The authority says the review will be focused on four key themes: climate change, sustainable water limits, First Nations and regulatory design.
“We will consider the changes needed to ensure a sustainable and healthy basin for the future, and following the review, we may recommend amendments to the basin plan,” the authority said.
A central pillar of the basin plan is setting the limits on water take for the whole of the basin. There is rightly intense public scrutiny around the method, modelling and decision-making process for determining the settings of the basin plan, including the permitted level of water take.
The basin plan review will consider the environmentally sustainable level of take and surface water and groundwater sustainable diversion limits using the best available knowledge.
If change is needed, the authority says it will carefully examine options and test their impact. It will look at what outcomes are possible under the SDLs, and what else is needed to support the delivery of outcomes.
The review will investigate opportunities to recognise and, where possible, support the outcomes desired by First Nations people.
“We’ll work with First Nations people to appropriately incorporate their knowledge into the evidence base we use,” an authority statement says about the review.
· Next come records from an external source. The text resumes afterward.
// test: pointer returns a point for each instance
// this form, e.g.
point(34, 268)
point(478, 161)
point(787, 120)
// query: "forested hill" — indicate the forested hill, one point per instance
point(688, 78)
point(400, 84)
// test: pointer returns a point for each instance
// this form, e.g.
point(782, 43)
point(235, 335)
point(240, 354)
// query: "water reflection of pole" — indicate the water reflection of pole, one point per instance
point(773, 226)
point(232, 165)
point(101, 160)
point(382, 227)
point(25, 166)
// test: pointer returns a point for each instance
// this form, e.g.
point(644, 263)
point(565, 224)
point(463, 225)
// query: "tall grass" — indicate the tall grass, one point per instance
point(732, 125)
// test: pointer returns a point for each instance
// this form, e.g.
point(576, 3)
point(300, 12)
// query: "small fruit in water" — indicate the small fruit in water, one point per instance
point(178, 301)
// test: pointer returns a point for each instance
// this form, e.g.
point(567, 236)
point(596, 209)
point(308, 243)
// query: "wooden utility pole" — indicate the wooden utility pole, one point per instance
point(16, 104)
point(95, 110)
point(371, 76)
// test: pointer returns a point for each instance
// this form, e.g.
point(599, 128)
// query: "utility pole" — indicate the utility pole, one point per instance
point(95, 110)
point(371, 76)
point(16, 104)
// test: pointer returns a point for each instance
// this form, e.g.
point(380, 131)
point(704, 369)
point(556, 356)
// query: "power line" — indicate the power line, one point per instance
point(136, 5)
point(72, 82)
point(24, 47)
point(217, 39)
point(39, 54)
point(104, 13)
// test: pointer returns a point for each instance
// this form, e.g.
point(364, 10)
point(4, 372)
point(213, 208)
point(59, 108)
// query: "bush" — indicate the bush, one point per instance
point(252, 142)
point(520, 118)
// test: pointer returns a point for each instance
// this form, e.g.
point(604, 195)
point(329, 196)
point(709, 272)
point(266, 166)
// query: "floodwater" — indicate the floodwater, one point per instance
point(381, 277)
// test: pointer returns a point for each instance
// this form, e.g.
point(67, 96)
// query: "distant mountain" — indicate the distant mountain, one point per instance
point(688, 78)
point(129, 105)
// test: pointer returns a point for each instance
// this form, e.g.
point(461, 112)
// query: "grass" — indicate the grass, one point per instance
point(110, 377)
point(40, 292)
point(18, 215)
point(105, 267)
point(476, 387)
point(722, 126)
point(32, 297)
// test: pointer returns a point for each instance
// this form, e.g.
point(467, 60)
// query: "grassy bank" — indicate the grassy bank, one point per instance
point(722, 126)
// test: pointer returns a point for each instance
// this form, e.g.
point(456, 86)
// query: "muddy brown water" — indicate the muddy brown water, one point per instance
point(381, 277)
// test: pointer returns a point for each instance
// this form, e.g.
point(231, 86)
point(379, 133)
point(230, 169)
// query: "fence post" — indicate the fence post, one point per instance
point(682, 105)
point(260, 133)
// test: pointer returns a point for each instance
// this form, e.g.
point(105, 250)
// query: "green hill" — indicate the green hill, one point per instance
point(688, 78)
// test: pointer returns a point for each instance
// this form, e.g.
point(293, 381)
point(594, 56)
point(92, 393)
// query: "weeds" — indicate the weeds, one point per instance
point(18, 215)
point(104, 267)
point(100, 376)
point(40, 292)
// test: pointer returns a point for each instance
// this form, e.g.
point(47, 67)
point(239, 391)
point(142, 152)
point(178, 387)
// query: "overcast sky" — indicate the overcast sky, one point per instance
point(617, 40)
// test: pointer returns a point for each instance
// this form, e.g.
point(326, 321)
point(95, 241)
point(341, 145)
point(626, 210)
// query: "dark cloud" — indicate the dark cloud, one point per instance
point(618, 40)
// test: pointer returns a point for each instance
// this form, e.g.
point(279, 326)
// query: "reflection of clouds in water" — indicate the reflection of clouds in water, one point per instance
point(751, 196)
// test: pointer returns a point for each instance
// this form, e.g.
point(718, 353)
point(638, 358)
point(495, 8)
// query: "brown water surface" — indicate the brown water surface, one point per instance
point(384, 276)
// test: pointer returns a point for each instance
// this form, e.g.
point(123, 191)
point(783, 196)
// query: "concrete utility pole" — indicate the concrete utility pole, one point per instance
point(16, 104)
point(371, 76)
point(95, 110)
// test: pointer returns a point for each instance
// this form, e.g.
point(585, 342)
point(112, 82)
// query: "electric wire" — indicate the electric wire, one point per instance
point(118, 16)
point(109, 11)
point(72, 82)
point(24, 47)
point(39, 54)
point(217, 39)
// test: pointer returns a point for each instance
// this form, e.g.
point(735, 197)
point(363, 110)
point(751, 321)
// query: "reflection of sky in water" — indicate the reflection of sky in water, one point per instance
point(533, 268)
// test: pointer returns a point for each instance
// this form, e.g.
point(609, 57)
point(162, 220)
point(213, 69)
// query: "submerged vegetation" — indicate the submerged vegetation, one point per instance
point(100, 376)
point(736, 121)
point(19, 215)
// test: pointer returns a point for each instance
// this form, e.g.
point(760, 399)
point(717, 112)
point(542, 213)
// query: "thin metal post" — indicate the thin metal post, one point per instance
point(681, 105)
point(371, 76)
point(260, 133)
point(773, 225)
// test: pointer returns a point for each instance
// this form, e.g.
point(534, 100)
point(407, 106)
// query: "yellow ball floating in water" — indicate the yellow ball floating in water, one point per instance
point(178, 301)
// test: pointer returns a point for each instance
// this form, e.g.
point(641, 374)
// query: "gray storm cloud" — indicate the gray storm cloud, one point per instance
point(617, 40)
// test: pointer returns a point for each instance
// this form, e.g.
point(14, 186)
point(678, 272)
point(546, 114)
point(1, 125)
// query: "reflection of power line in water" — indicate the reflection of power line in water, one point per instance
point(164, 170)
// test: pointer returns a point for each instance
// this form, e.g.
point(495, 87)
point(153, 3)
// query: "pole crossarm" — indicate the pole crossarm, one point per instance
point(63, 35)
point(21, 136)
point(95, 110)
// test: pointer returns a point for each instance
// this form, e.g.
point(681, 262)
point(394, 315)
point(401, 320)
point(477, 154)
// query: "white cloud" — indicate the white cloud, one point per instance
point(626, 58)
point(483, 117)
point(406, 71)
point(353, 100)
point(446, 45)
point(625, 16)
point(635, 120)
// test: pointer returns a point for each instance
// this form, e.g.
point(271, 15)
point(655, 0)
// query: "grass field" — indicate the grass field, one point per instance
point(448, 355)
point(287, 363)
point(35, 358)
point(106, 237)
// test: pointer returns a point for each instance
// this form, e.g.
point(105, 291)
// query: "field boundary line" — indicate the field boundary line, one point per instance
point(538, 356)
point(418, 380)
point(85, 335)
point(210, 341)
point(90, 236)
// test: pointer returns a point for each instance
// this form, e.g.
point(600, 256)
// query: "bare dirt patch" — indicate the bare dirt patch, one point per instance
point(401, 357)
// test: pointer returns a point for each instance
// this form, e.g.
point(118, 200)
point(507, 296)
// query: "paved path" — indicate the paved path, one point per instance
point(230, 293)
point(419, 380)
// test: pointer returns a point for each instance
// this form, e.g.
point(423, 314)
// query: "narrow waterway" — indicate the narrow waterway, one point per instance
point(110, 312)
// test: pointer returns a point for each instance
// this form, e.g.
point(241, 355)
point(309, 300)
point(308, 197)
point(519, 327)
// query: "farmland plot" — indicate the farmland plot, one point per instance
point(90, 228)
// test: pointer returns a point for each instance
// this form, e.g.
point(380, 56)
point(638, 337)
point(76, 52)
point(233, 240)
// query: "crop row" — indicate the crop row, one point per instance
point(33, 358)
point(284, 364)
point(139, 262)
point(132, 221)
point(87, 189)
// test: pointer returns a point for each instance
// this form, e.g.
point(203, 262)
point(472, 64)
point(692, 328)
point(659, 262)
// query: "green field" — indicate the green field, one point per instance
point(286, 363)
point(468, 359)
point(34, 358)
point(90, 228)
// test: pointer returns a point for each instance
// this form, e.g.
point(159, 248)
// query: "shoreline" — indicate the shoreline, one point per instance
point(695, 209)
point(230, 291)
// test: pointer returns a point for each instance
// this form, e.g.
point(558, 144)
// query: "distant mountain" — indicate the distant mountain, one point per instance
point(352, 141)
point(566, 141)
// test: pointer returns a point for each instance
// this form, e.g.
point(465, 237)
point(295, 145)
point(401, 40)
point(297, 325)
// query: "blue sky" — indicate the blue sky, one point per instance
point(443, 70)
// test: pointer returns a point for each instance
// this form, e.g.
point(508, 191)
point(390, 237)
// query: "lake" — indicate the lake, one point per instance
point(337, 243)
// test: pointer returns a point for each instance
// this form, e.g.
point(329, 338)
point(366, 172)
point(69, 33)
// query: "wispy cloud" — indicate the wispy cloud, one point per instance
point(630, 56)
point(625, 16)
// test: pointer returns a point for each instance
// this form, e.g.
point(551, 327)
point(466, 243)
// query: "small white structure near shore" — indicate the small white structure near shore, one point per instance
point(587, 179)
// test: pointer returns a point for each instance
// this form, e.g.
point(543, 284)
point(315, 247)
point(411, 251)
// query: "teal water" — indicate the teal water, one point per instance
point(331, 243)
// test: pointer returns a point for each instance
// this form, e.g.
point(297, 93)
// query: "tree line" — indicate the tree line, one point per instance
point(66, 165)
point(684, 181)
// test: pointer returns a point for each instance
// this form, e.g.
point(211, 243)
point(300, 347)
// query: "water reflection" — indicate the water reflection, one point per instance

The authority is promising consultation and a discussion paper early in 2026.
The plan has been criticised for not incorporating an allowance for climate change.
“Our understanding of the impacts of climate change on the management and resilience of river environments and water users has significantly progressed since the basin plan was developed,” the authority said.
“We need to incorporate up-to-date climate data and science in the basin plan’s strategies and activities.”
The authority asserts average temperatures have risen across the basin by about 1.4°C since 1910.